Pak Menag, Ingatlah Tan Hana Dharma Mangrwa!
Oleh KH. Imam Jazuli, Lc., M.A.*
Bukan hendak mengajari Bapak Menteri Agama yang baru tentang Pilar Kebangsaan kita. Tetapi, memahami Bhinneka Tunggal Ika tidaklah cukup bila tanpa kalimat penyambungnya: tan hana dharma mangrwa (tidak ada kebaikan yang mendua). Memang benar mengatasi radikalisme itu penting, tetapi tidak dengan cara yang sama radikalnya.
Belakangan viral Menteri Agama Jenderal TNI (Punr) Fachrul Razi berbicara soal celana cingkrang, larangan bercadar, khilafah, dan yang unik mulai memikirkan melakukan penataran ustad-ustad. Bagi beliau, aspek-aspek teknik ini dipikir sebagai perkara esensial dan substansial dalam penanganan radikalisme dan terorisme di Indonesia.
Simplifikasi persoalan tidak akan menyelesaikan masalah. Misalnya, tidak semua orang yang bercadar dan memakai celana cingkrang berafiliasi dengan radikalisme. Begitu pun, orang-orang yang mendukung khilafah bisa saja tidak memakai celana cingkrang, cadar, sorban, dan identitas-identitas formalistik lainnya. Memahami radikalisme harus lebih dalam lagi.
Selain itu, latar belakang intelektual dan karier bapak menteri yang militeristik tidak cukup digunakan sebagai pendekatan dalam memerangi radikalisme. Tidak perlu jauh kita ambil contoh, lihatlah cara Amerika dan negara-negara Barat yang militeristik itu.
Atas nama perang terhadap terorisme-radikalisme Islam, sejak era George W. Bush hingga Donald Trump, Amerika menjadi biang utama perang bersenjata.
Dengan latar belakang sebagai purnawirawan TNI, bapak Menag sangat berkuasa untuk mengikuti jejak langkah Amerika yang militeristik dalam menangani radikalisme di Indonesia.
Tinggal ucapkan sepatah dua patah kata, militer akan angkat senjata untuk memberondongkan peluru kepada pihak-pihak yang dicap radikal. Tetapi, apakah begitu cara hidup kita yang mengusung Bhinneka Tunggal Ika? Lantas, apa makna Tan Hana Dharma Mangrwa?
Islam rahmatan lil alamin yang diperjuangkan oleh PBNU atau Islam Berkebudayaan dari KH. Prof. Dr. Kiai Said Aqil Siradj, misalnya, adalah pendekatan Islam yang tawasut, tawazun, tasamuh, dan i’tidal.

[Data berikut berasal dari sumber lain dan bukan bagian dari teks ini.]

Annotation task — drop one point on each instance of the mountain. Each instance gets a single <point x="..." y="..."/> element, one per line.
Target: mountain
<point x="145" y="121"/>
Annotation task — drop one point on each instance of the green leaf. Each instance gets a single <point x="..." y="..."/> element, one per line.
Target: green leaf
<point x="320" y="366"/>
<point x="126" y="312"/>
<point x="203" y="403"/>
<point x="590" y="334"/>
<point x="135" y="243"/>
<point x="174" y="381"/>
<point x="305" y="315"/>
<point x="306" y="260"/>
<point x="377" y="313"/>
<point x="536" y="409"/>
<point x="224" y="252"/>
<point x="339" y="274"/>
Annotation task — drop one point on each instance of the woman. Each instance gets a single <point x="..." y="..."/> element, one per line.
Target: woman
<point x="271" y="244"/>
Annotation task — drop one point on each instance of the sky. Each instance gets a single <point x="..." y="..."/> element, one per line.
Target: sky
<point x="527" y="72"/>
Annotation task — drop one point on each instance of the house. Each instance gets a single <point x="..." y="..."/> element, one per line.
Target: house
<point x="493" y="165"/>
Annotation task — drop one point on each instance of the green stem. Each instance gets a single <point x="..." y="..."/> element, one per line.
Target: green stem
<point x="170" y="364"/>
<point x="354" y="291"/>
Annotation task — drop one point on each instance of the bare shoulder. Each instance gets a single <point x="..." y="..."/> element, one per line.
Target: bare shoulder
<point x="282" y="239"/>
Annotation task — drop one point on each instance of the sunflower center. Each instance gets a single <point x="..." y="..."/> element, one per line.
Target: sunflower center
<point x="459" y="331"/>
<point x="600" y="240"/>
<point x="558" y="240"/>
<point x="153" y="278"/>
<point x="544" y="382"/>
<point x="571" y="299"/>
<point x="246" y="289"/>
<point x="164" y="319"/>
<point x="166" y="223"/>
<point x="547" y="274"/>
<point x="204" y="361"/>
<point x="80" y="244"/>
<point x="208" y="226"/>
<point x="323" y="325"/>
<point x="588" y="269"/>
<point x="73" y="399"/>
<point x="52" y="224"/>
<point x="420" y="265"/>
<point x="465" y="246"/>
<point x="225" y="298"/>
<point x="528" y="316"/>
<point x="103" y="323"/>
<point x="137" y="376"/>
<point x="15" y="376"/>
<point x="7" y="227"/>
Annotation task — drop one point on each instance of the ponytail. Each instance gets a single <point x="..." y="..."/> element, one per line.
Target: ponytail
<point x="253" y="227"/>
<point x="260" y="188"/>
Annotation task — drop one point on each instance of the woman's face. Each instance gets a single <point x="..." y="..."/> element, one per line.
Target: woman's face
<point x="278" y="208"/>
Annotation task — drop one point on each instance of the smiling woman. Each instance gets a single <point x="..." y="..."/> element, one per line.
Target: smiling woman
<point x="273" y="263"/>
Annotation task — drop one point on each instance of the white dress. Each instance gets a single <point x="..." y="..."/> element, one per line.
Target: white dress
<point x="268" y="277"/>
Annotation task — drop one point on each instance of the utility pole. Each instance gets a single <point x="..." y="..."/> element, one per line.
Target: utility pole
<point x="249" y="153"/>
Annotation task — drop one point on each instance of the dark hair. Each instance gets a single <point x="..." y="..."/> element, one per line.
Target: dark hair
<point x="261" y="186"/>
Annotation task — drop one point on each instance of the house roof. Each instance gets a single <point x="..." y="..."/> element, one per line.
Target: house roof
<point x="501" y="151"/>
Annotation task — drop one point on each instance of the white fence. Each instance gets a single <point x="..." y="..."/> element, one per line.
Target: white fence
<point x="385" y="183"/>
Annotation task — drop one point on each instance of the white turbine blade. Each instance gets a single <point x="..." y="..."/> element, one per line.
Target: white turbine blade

Radikalisme memang musuh bersama bangsa dan negara kita. Tetapi, pendekatan militeristik bukan satu-satunya pilihan. Terlebih lagi, Pilpres ‘berdarah’ baru saja usai. Tidak perlu kita memperuncing permusuhan lagi antar sesama putra bangsa.
Ketua Umum GP Anshar, Gus Yaqut Cholil Qoumas, ada benarnya. Pemerintah selayaknya duduk bersama untuk memikirkan teknik-teknik substansial dalam memerangi radikalisme.
Ideologi radikal bukan perkara performa yang artifisial. Artinya, jangan menilai orang lain radikal hanya dari cara berpakaian atau penampilan luarnya. Bukankah sudah ada pepatah: don’t judge a book by it’s cover?!
Secara kekuasaan, Menag memang bisa dibilang otoritatif dalam melakukan apa saja. Bahkan untuk tidak minta restu dari siapapun selain presiden pun sah-sah saja.